# Look Ma, No for Loops: Array Programming with NumPy

Python has a number of statistics libraries to use in data analyis:

1. statistics library is a built in for descriptive statistics. 
2. NumPy used for numerical computing, opotimized for working with single and multi-dimensional arrays. Used ndarrays. contains many [routines](https://numpy.org/doc/stable/reference/routines.statistics.html) for statistical analysis
3. SciPy used for scientific computing based on Numpy. Contains a scipy.stats for statistical analysis
4. pandas numerical computing based on NumPy. Uses Series for 1D data and DataFrame objects for 2D data
5. Matplotlib used for data visualization. Works well with NumPy, SciPy and pandas

The code below will focus on using NumPy for Array Programming.
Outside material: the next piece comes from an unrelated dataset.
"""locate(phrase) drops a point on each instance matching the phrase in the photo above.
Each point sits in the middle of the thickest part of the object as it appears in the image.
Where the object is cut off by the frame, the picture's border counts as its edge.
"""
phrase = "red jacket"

It follows this [tutorial](https://realpython.com/numpy-array-programming/) from realpython.com

## Intro to NumPy Arrays

There are three concepts that lend NumPy it's power:
1. Vectorization
2. Broadcasting
3. Indexing

## Getting into Shape: Intro to NumPy Arrays

The fundamental object of NumPy is the ndarray(numpy.array)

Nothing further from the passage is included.